La plus savante des Corneilles,
Ayant ouï conter qu'autrefois ses pareilles
Pouvaient de l'avenir percer l'obscurité,
De leur talent divin crut avoir hérité.
Des messagers ailés répandent l'imposture.
Elle séduit tout le pays,
Et la devineresse aux Oiseaux ébahis
Va disant la bonne aventure.
On l'écoutait, et nul n'osait
Douter de ses tristes présages.
À la fauvette elle annonçait
Qu'elle aurait des amans, mais qu'ils seraient Volages.
S'adressant à la poule : hélas ! à quel destin
Vous êtes réservée ! En vain l'homme vous flatte ;
En vain vous le servez pour assouvir sa faim ;
Il vous égorgera : cette race est ingrate.
Vous êtes fort gentil, disait-elle au hibou ;
Mais je ne voudrais pas répondre
Que dans votre nid le coucou,
Un jour ne s'avisât de pondre.
Alouette, ma mie, avant la fin de l'an,
Vous serez, dans les airs, victime du milan.

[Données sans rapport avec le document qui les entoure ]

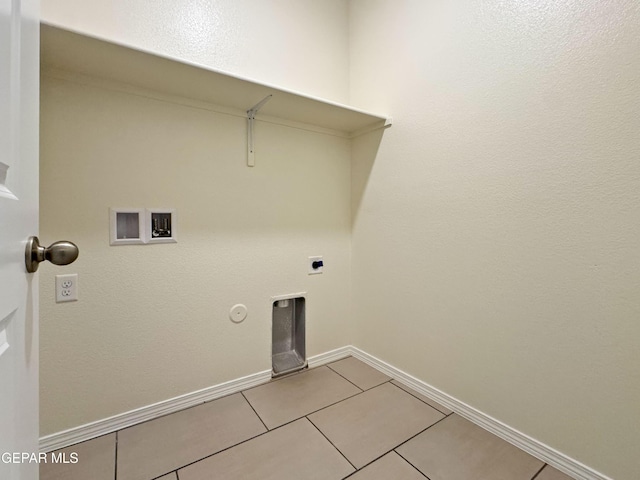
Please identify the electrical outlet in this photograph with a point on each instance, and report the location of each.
(67, 288)
(315, 265)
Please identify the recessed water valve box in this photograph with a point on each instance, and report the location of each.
(162, 225)
(288, 349)
(127, 226)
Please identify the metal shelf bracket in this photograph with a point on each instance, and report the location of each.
(251, 115)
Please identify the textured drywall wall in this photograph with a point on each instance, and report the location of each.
(153, 321)
(297, 44)
(495, 237)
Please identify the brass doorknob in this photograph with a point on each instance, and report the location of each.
(58, 253)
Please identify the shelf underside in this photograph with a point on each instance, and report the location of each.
(87, 55)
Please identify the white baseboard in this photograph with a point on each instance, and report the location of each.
(556, 459)
(95, 429)
(539, 450)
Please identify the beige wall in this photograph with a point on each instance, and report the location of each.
(152, 320)
(295, 44)
(495, 237)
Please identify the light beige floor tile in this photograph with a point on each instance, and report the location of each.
(550, 473)
(294, 452)
(456, 449)
(290, 398)
(426, 400)
(370, 424)
(389, 467)
(96, 460)
(154, 448)
(359, 373)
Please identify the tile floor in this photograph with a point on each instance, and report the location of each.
(341, 420)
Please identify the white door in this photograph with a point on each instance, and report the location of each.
(19, 108)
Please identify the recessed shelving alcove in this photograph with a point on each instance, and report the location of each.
(76, 53)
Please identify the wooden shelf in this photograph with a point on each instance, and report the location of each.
(79, 53)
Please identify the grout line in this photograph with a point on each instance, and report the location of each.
(380, 384)
(416, 468)
(539, 472)
(264, 433)
(405, 391)
(338, 373)
(397, 446)
(254, 410)
(332, 444)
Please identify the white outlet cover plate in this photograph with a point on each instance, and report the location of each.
(67, 288)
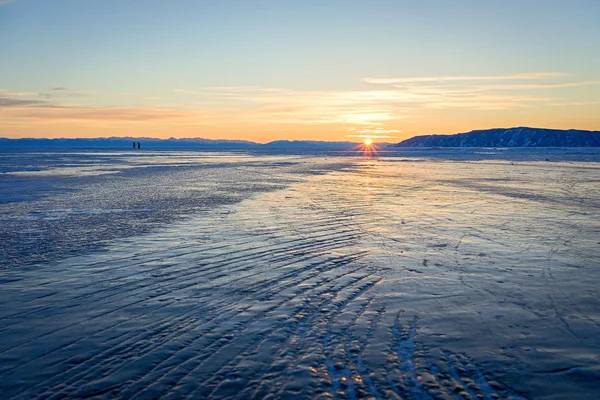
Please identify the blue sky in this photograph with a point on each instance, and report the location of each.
(264, 70)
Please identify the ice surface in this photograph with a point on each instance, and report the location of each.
(318, 277)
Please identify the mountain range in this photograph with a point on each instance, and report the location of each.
(511, 137)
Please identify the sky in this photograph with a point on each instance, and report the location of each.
(337, 70)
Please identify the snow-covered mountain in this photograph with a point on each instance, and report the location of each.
(511, 137)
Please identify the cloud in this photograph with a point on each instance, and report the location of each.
(377, 110)
(445, 78)
(10, 101)
(16, 106)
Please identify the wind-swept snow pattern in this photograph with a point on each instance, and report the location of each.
(391, 278)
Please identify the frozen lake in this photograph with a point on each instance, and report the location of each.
(420, 275)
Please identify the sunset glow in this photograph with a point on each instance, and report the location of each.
(268, 73)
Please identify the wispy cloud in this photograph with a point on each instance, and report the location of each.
(442, 78)
(376, 111)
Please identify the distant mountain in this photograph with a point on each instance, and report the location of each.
(294, 145)
(511, 137)
(125, 143)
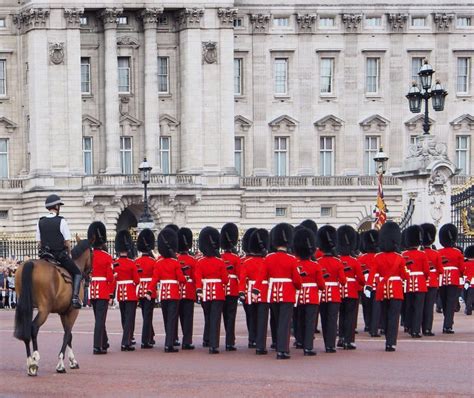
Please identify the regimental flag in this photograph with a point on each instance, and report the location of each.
(380, 208)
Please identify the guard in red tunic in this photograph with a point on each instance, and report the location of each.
(211, 279)
(102, 278)
(391, 268)
(436, 269)
(127, 280)
(312, 283)
(281, 273)
(228, 239)
(188, 289)
(452, 261)
(145, 264)
(346, 241)
(258, 308)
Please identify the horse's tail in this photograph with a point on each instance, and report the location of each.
(24, 308)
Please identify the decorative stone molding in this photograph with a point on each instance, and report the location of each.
(190, 18)
(32, 18)
(56, 52)
(260, 23)
(397, 21)
(73, 17)
(227, 16)
(305, 22)
(351, 21)
(209, 52)
(443, 21)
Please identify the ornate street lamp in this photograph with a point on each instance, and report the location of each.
(437, 93)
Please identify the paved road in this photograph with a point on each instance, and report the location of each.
(437, 366)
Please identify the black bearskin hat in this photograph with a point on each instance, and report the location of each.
(246, 239)
(413, 236)
(229, 236)
(304, 243)
(448, 235)
(209, 242)
(146, 241)
(258, 242)
(97, 234)
(390, 237)
(370, 241)
(346, 240)
(185, 240)
(429, 234)
(282, 235)
(327, 238)
(167, 243)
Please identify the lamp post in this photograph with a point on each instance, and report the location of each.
(415, 95)
(145, 221)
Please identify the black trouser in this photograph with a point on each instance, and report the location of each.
(100, 308)
(186, 317)
(391, 318)
(414, 303)
(229, 313)
(347, 319)
(329, 311)
(306, 319)
(283, 313)
(428, 309)
(128, 310)
(147, 307)
(169, 308)
(449, 297)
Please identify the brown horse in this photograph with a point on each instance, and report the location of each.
(40, 285)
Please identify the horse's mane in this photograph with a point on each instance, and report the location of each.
(80, 248)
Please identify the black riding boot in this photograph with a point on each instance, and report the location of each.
(76, 285)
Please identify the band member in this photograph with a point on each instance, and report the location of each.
(145, 264)
(308, 296)
(331, 295)
(390, 266)
(127, 279)
(211, 277)
(168, 273)
(346, 240)
(228, 239)
(258, 307)
(419, 271)
(102, 278)
(188, 289)
(452, 261)
(283, 279)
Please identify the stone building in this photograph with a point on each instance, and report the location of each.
(247, 113)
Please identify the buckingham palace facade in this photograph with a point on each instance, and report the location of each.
(248, 111)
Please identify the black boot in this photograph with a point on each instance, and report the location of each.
(76, 285)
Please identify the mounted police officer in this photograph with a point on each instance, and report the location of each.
(53, 237)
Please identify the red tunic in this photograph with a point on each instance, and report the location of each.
(127, 279)
(311, 282)
(146, 264)
(232, 260)
(418, 269)
(102, 276)
(188, 289)
(354, 276)
(281, 273)
(168, 272)
(392, 271)
(211, 277)
(333, 268)
(452, 261)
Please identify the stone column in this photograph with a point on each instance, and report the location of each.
(152, 114)
(191, 90)
(112, 124)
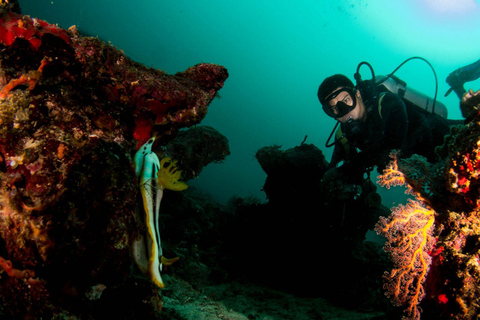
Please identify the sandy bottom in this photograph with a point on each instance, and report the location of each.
(237, 301)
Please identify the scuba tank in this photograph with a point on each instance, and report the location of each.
(396, 85)
(391, 83)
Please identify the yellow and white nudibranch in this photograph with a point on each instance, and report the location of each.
(154, 176)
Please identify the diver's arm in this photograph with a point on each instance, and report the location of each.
(394, 115)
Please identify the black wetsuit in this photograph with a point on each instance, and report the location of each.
(390, 125)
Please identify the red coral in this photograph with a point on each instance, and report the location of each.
(409, 241)
(15, 273)
(14, 26)
(29, 78)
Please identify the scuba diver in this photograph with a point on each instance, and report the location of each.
(377, 117)
(457, 78)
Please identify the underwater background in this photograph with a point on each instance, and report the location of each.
(277, 53)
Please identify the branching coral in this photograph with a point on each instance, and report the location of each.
(409, 240)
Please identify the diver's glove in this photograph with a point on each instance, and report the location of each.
(457, 78)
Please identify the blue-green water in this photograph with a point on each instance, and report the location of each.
(277, 53)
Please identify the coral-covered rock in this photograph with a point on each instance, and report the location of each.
(196, 147)
(451, 188)
(73, 110)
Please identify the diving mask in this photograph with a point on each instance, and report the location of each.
(341, 107)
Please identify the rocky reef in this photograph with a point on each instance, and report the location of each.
(434, 241)
(73, 112)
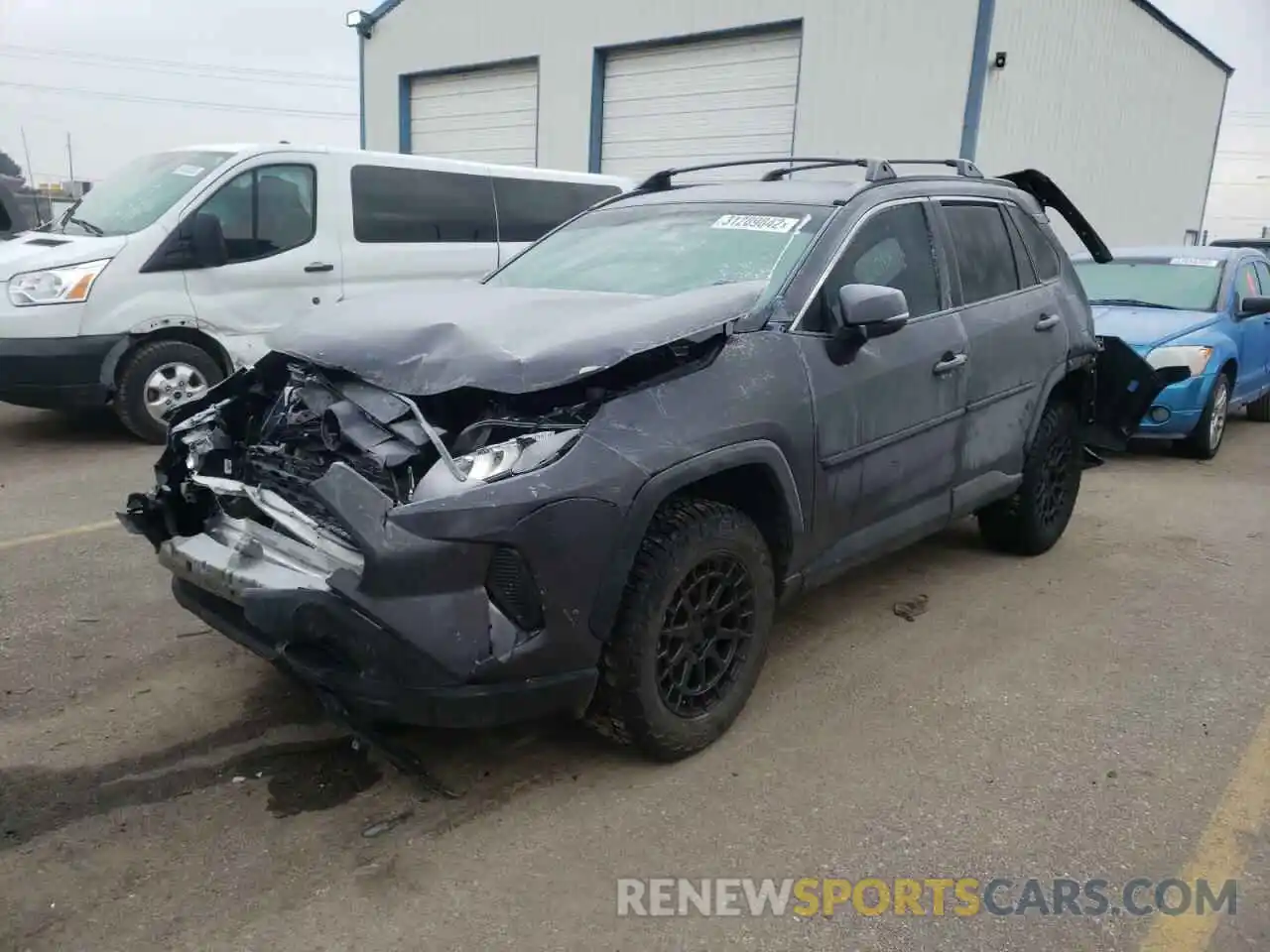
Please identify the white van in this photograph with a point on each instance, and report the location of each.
(169, 276)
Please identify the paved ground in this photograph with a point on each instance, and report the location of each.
(1097, 712)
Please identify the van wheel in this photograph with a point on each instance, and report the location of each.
(693, 634)
(1032, 521)
(1206, 439)
(158, 377)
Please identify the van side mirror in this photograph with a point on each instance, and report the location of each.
(866, 312)
(206, 240)
(1252, 306)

Et toi linot, le jour que mourra l'alouette,
Gare le bec de la chouette !
Elle allait en prédire autant à chaque Oiseau,
Lorsque, de la foret prochaine,
Un noir et sinistre corbeau
Fend tout a coup les airs et s'abat dans la plaine.
— Malheureuse Corneille ! à quoi t'occupes-tu !
Cours, vole, où le devoir t'appelle.
L'arbre où ton nid repose est peut-être abattu.
La hache est à ses pieds, et sa tête chancelle.
Oh ! oh ! dirent alors les Oiseaux spectateurs,
Notre crédulité n'était pas très-sensée.
Si madame avait l'art de prévoir les malheurs,
Elle eut prévu celui dont elle est menacée.